Dear J-
The one dog we have left, Oliver, is sick — something he ate is not agreeing with him. Thus it isn’t really being choosy about how or when it makes a reappearance and that particular part of the house is rapidly becoming off-limits to bare feet. He has always had some struggles with food, though, to the point where we had put the dogs on an exotic-protein diet (duck and potato) to rule out any food allergies, but with the way that kids are an extra dog treat is no further than the nearest forgetful kid. There is a strong sense of entitlement amongst the animals, who regard the finders-eaters rule as their governing credo. So we may try to save the animals from their bellies but sometimes their greed is too overwhelming.
Meanwhile corporate welfare (four billion in government subsidies to oil companies) continues unchecked — the reason given is that without the subsidies these companies would pick up stakes and move out of the country, even as they announce record-breaking profits with straight-faced inscrutability. This reminds me of little kids and idle threats that aren’t fooling anyone but when called to testify before Congress the CEOs are able to slickly and successfully plead their cases, their hard luck and needs. I’m sure the recent sharp spike in oil prices has numerous interrelated reasons but to me it’s symptomatic of a dwindling resource.
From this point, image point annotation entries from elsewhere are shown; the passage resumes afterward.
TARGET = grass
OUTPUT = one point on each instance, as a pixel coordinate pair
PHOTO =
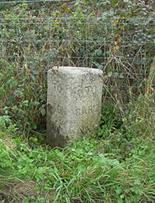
(116, 166)
(83, 172)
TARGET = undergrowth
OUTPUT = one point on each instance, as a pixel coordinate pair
(115, 166)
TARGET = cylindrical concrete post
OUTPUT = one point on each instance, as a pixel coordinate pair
(74, 99)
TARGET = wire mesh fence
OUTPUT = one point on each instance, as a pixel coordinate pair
(39, 38)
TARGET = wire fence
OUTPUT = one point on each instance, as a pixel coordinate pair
(92, 41)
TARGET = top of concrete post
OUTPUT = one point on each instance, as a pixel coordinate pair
(76, 70)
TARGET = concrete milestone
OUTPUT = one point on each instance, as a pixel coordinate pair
(74, 100)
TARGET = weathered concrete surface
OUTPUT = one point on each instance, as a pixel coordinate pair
(73, 103)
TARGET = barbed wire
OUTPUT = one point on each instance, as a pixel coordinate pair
(27, 1)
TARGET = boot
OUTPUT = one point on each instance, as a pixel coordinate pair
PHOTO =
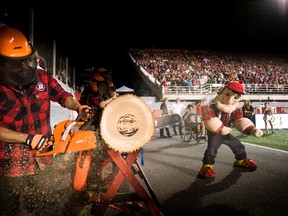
(246, 164)
(206, 172)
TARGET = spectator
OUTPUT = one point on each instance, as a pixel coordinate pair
(189, 116)
(268, 117)
(165, 111)
(177, 108)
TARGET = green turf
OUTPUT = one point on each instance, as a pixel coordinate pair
(278, 140)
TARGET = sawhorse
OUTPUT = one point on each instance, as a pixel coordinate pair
(125, 171)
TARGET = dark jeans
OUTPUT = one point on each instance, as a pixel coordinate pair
(215, 141)
(162, 131)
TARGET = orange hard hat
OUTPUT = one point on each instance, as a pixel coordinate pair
(13, 43)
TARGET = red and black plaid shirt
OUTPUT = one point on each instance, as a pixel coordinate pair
(211, 111)
(27, 112)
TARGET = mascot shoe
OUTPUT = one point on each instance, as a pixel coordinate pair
(246, 164)
(206, 172)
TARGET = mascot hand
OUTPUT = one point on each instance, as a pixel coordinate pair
(225, 130)
(256, 132)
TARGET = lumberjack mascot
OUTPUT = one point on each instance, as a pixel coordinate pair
(219, 116)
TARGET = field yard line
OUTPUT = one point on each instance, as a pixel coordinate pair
(265, 147)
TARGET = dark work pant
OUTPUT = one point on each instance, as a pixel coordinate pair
(215, 141)
(162, 131)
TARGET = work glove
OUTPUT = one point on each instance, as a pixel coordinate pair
(85, 112)
(39, 142)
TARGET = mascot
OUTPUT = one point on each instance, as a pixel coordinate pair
(219, 116)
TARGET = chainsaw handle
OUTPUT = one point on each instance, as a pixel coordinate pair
(79, 117)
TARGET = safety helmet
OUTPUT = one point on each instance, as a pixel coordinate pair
(18, 64)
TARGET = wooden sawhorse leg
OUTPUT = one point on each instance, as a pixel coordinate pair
(125, 171)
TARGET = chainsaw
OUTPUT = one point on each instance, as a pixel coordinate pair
(72, 136)
(78, 135)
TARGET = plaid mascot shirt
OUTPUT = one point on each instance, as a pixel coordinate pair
(227, 119)
(27, 112)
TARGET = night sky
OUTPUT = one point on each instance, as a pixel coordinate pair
(98, 33)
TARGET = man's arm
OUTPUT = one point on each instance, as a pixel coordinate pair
(7, 135)
(72, 104)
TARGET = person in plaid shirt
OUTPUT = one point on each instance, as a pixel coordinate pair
(219, 117)
(25, 95)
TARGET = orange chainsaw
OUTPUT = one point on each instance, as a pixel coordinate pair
(72, 136)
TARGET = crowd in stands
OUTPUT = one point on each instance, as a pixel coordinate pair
(195, 68)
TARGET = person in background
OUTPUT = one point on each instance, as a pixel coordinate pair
(177, 108)
(199, 120)
(219, 116)
(248, 110)
(165, 111)
(26, 92)
(268, 117)
(189, 116)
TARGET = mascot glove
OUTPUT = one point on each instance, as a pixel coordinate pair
(39, 142)
(85, 111)
(256, 132)
(225, 130)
Oliver is old and realistically may not have much longer. What’s happening now isn’t a mortal illness, though, and I would be premature to write an epitapth based on having to clean up the floor the last couple of nights. We’ll find some kind of magic bullet and get his guts back to working order. It is a nuisance but not the sort of thing to panic over. We might have to experiment with his food and have him take it easy for a few days. People who think that we’ve reached Peak Oil are going to see the facts that support that assertion — if oil prices can be speculated up so high based on a drop in production without more stable countries able to pick up the slack that tells me the wells that are out there sre working as fast as they can and their capacity can’t increase. Is it a failure to invest in new fields and wells? Or does it mean we’re starting to run dry on this particular milkshake? This world’s economy is based on the continued availability of fossil resources to power utilities and provide cost-effective transportation. We don’t know what exotic ingredient — more nuclear, more wind, more solar, more electric cars, more of something we can’t even foresee — is going to work though and that makes it impossible to predict.